Akurat drugi przykład mnie razi 

Dotknął dla mnie oznacza świadomy wybór
Dotknął się - przypadkiem, nieświadomie

Dlatego zdanie Niechcący dotknął brzmi dla mnie sztucznie i niepoprawnie.
Ale to są trudne i dziwne kwestie 
Ciekawe, co sądzą inni?


----------



## kknd

Mój słownik języka polskiego podaje dwa znaczenia dla _pytać_: 1. informować się, zapytać; kol. _o kogo, o co_; oraz 2. egzaminować, przesłuchiwać ucznia na lekcji. O _pytać się_ napisano, że pokrywa się z _pytać_ w pierwszym znaczeniu.

Różnią się one dopuszczalnymi formami: _pytać kogo_ w bierniku bądź, rzadko, w dopełniaczu, _pytać się kogo_ wyłącznie w dopełniaczu; przykłady: pytał ją (rzadko: jej) o ulicę; pytała matkę (rzadko: matki) o zdrowie; pytała się siostry (nie: siostrę) o radę.


----------



## fragile1

_Dotknął się w nogę_ - ok
ale 
_dotknął się żelazka_ - nie brzmi dobrze , podobnie jak 
nie powiedzialabym _pytała się siostry o radę, a pytała siostrę o radę_

_a to z wikipedii: _*znaczenia:
*_zaimek zwrotny, używany..._
_(1.1) ...w stronie zwrotnej (konstrukcji, w której wykonawca lub wykonawcy czynności jednocześnie doznają jej skutków), siebie__(1.2) ...jako forma bezosobowa __(1.3) ...dla oznaczenia zbiorowści wykonującej czynność __*odmiana*__*:* (1) __nieodm.__ __nieodmienny__
*przykłady:*_
_(1.1) __Krzysztof__ __poruszył__ *się* __przez__ __sen__. __Anna__ __umyła__ *się*. _
_(1.2) __Robi__ *się* __późno__. _
_(1.3) __Mówi__ *się*, __że__ __Janek__ __ma__ __ożenić się__ __z__ __Judytą__. _
a to z SJP.PWN
*zaimek zwrotny* _jęz._ «zaimek wskazujący, że wykonawca czynności sam jej podlega»
W tych kategoriach nie mozna _dotknąć się gorącego żelazka,_ bo albo _się _albo_ żelazka_


----------



## Knieja

fragile1 said:


> Mysle, ze takie rozmowy sluza swiadomosci jezyka i niech sie tocza.
> "Niechcący dotknął się gorącego żelazka" pomimo, ze napisal to z pewnoscia autorytet mnie razi.
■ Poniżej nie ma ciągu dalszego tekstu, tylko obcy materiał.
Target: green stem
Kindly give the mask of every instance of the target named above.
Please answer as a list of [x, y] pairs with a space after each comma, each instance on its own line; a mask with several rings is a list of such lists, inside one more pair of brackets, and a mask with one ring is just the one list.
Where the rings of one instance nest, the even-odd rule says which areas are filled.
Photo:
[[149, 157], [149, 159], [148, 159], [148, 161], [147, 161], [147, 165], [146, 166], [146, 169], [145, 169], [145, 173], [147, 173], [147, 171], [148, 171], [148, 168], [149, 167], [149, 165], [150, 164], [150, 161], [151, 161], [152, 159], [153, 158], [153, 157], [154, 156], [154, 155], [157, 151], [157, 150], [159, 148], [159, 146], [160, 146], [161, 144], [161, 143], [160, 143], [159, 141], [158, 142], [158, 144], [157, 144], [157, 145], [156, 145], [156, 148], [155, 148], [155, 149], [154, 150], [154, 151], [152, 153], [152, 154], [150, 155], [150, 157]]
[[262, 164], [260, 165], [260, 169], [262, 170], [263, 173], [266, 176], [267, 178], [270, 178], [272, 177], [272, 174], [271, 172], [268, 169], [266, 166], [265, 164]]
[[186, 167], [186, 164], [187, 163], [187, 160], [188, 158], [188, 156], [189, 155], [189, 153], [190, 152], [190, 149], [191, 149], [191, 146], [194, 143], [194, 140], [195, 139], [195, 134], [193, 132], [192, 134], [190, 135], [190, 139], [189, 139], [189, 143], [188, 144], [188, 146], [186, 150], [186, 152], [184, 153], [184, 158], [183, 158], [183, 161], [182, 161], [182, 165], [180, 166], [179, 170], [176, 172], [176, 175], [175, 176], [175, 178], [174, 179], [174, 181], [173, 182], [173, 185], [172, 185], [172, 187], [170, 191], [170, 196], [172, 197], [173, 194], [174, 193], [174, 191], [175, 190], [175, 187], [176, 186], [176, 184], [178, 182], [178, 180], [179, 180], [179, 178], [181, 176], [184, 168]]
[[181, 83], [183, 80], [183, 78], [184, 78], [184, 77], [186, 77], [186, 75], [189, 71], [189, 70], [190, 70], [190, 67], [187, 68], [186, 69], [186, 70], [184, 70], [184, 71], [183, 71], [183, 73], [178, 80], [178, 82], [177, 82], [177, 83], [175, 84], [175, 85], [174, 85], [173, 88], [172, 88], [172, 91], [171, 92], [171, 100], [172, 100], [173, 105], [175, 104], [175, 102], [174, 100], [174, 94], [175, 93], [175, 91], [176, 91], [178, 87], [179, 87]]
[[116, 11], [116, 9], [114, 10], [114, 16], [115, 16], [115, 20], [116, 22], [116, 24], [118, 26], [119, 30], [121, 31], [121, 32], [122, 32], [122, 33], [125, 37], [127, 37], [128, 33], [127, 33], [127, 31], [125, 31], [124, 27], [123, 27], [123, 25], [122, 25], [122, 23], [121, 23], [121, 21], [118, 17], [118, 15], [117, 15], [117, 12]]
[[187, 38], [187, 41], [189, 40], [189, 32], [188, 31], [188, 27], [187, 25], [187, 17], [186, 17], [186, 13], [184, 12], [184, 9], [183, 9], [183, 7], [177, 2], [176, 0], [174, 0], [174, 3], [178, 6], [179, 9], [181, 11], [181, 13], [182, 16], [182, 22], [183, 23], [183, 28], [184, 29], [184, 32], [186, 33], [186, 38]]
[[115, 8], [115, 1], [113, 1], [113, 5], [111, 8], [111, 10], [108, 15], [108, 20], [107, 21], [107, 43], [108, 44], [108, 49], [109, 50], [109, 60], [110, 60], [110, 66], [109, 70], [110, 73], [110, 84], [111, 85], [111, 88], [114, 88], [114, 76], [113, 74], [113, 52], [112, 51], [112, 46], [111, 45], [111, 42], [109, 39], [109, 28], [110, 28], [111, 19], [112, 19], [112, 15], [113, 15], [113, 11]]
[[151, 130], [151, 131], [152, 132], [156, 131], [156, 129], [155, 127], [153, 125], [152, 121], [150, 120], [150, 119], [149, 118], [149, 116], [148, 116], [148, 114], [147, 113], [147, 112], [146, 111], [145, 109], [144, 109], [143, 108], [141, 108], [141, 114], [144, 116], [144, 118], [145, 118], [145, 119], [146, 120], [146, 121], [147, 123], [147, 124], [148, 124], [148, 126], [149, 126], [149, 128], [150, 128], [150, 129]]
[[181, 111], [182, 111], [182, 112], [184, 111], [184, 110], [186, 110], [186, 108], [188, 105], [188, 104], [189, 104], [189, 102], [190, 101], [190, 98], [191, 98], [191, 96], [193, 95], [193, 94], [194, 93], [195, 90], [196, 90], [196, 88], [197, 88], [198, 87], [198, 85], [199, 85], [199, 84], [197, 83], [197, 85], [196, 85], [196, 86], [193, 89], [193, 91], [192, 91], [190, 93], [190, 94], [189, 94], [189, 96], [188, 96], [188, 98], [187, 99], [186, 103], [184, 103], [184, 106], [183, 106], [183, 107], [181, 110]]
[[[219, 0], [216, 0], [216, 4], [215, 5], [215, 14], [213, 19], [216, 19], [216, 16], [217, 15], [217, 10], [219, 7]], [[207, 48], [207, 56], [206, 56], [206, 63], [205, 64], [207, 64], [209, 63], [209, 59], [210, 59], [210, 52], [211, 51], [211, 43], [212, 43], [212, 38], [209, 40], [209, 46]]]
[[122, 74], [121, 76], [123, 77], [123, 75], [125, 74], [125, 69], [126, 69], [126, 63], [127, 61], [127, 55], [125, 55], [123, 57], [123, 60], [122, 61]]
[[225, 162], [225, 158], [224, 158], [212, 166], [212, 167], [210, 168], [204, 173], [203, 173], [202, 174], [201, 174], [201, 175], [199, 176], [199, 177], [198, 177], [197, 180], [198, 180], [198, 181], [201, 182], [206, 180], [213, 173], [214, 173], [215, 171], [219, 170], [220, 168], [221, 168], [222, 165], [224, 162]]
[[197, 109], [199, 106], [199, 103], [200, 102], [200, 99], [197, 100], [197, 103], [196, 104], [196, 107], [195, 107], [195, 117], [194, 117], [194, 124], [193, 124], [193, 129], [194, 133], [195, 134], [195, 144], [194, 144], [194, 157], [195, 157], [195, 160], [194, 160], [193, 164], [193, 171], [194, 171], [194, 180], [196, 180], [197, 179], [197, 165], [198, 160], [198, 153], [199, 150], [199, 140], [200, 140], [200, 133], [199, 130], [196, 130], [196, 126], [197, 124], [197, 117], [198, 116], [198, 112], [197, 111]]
W zupelnosci wystraczy i jest bardzo logiczne "Niechcący dotknął gorącego żelazka"


 
Zgadzam się i też się cieszę, że ta dyskusja się toczy.

"Się" samo w sobie zawsze oznacza zwrotność (albo wzajemność) - nawet w połączeniu z czasownikiem "pytać", stąd mamy "zapytuję się czy..." w sensie "zadaję SOBIE pytanie/zastanawiam się czy...". 
NIe rozumiem dlaczego "się" zostało przeniesione także do konstrukcji: "pytać się kogoś". "Się" jest tu zupełnie zbyteczne. Jak to już ktoś zauważył: "jeśli kogoś to nie się".
Zdaje się, że "pytać się kogoś" zostało ukute przez ludzi niewykształconych w mowie potocznej i jakoś się przyjęło. Można je usprawiedliwiać tylko w ten sposób - powszechność użycia w mowie, ale nie sądzę, żeby można było dowieść jego sensowności. No i nie przypominam sobie, żebym słyszała je od profesora, dziennikarza czy polityka albo przeczytała je w jakimś tekście.


----------



## kknd

Jeżeli rzeczywiście jest to wynalazek ludu, to na pewno bardzo dawny (np. XIX w.); zaznaczam raz jeszcze, że mam wyjątkowo klasyczny słownik i nie ma w nim różnych nowinek pokomunistycznych, a w zamian autor piętnuje wszelką nowomowę.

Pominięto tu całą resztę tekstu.